PFAS (het werd destijds altijd uitgesproken als P-fas) is de afkorting van  per- en polyfluoralkylstoffen, een verzamelnaam ‘voor duizenden verschillende chemische stoffen. De stoffen worden gebruikt in veel producten, zoals regenkleding, pannen, cosmetica en blusschuim. Bij productie en gebruik komen PFAS-stoffen via afvalstromen terecht in het milieu’ (bron). Voor het afvoeren van de ‘vervuilde’ bagger werd een oplossing gevonden (anders waren we in de Randstad inmiddels letterlijk kopje onder gegaan), maar nog altijd roepen de waterschappen op tot een verbod op het gebruik van PFAS. Onterecht, zegt Simon Rozendaal. We weten alleen dat er PFAS in het milieu zit omdat we tegenwoordig zelfs de allerkleinste deeltjes kunnen meten.

‘De analysetechnieken om PFAS nauwkeurig te meten verbeteren steeds. Hierdoor kunnen gespecialiseerde laboratoria heel nauwkeurig zeer kleine hoeveelheden meten. Zorgwekkende stoffen worden meestal gemeten in microgrammen per liter, maar PFAS worden gemeten in nanogrammen per liter: 1 nanogram = 0,001 microgram = 0,000001 milligram (dat is dus 0,000000001 gram per liter – DPM). Bij deze extreem lage waarden neemt de onzekerheid van een juiste meting wel toe en daarmee ook de conclusies die je eraan kunt verbinden. Sinds begin 2022 monitoren we PFAS volgens de laatste nieuwe methoden.’ Deze informatie staat op de website van drinkwaterbedrijf Dunea.
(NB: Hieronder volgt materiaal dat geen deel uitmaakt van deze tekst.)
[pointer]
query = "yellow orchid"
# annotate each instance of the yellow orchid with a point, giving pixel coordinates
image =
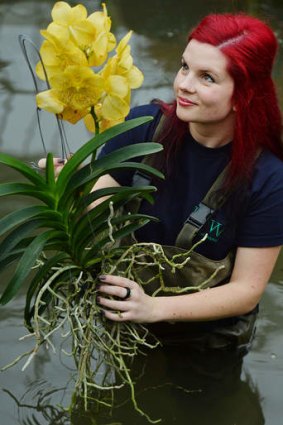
(72, 94)
(73, 43)
(57, 55)
(66, 19)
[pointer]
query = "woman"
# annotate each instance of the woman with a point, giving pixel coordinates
(225, 115)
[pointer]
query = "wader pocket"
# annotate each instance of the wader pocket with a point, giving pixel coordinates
(173, 276)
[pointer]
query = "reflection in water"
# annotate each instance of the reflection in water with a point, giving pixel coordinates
(174, 385)
(184, 387)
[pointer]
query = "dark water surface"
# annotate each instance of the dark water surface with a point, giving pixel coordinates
(175, 387)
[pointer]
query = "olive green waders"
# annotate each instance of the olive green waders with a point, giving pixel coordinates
(199, 273)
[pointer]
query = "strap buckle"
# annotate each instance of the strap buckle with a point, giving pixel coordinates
(200, 215)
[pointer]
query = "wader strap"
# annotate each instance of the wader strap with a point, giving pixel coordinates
(202, 213)
(140, 178)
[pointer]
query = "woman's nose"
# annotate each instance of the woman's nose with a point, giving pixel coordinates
(188, 83)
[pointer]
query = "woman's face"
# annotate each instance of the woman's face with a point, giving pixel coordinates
(203, 87)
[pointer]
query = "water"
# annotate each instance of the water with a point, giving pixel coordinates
(170, 388)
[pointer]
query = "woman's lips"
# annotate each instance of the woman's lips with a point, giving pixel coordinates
(185, 102)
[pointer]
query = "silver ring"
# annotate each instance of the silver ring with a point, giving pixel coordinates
(128, 294)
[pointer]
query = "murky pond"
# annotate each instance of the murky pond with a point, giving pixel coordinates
(173, 387)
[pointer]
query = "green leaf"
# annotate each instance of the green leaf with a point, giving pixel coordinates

PFAS zijn stabiele stoffen, die geen verbinding aangaan met andere stoffen. Daardoor kun je ze niet heel giftig noemen, betoogt Rozendaal:

Conclusie: PFAS zijn dus niet zo toxisch en niet gevaarlijk. Het zijn stabiele stoffen die zich weliswaar ophopen in het milieu en in het lichaam maar daar in onvoorstelbaar kleine concentraties zitten. Ze veroorzaken naar alle waarschijnlijkheid geen kanker, heel misschien verminderen ze de afweer maar dat onderzoek is niet zo overtuigend. PFAS zijn geen asbest, geen dioxine, geen lood. Het zijn tamelijk veilige substanties waarover we ons heel druk maken omdat… Ja. Waarom doen we eigenlijk zo raar? Misschien omdat we alle andere milieuproblemen vrijwel opgelost hebben en we de paniekschakelaar in onze hersenen moeilijk kunnen omzetten.’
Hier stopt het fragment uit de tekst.